Drugim było moje zlecenie namalowania 12 oryginalnych obrazów prezydenta Baracka Obamy na jego inaugurację w 2009 roku. Obrazy te zostały namalowane w bardzo krótkim czasie i przetestowały moje umiejętności malarskie, aby dotrzymać krótkiego terminu i odtworzyć podobne techniki. Po ukończeniu tych prac poleciałem do Waszyngtonu, aby wziąć udział w Inauguracyjnym Purpurowym Balu, gdzie moje obrazy zostały rozdane celebrytom biorącym udział w wydarzeniu, takim jak Ed Harris, Ashley Judd, Patricia Arquette, Josh Lucas, Amy Brenneman, Il Divo i jeszcze.
Gdybyś mógł stworzyć słynne dzieło w historii sztuki, które byś wybrał? A dlaczego miałbyś to wybrać?

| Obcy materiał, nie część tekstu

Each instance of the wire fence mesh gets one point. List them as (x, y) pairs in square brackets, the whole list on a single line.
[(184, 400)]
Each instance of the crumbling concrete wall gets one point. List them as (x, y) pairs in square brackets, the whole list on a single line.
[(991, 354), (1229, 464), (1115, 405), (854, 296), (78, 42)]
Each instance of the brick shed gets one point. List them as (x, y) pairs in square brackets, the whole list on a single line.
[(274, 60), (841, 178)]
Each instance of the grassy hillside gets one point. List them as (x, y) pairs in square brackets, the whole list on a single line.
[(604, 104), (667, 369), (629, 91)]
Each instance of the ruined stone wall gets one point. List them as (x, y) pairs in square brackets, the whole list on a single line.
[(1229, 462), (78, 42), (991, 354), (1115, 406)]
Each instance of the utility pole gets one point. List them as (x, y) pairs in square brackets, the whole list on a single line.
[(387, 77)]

Obrazy Miro, Kandinsky'ego, Van Gogha, Chagalla, Kahlo, Basquiata i Pollocka od razu przychodzą na myśl! Gdybym jednak miał wybrać taki oparty na wpływie kulturowym, politycznym, emocjonalnym i egzystencjalnym, musiałby to być „Guernica” Pabla Picassa. Od razu przyszło mu na myśl i nie tylko prezentuje rewolucyjny styl i ruch w sztuce, ale także jest potężnym komentarzem do okropności i szaleństwa wojny. Taki efektowny i wyrazisty obraz na wieki, a dziś bardzo aktualny. Chociaż Picasso nie jest moim ulubionym malarzem, nie można spierać się z siłą tego obrazu.
Gdybyś mógł zaprosić znanego artystę (żyjącego lub martwego) na obiad, kto by to był? Jak zaproponowałbyś mu spędzenie wieczoru?
Znowu tak trudno wybrać tylko jeden! Myślę jednak, że musiałbym zaprosić Van Gogha na kolację. Myślę, że dobrze byłoby urządzić piknik na łonie natury, otoczony górami, krętymi drzewami i kolorowym zachodem słońca. Chciałabym usłyszeć, jak opisuje, co dzieje się w jego umyśle i jak postrzega kolory, ruch i dotykowe właściwości otaczającego nas świata przyrody. Myślę, że rozmowa w mgnieniu oka zamieniłaby się w filozoficzną. Trochę wina, żeby nas rozluźnić i myślę, że byłby to dziki, fascynujący i pełen przygód czas. Możemy marzyć, prawda?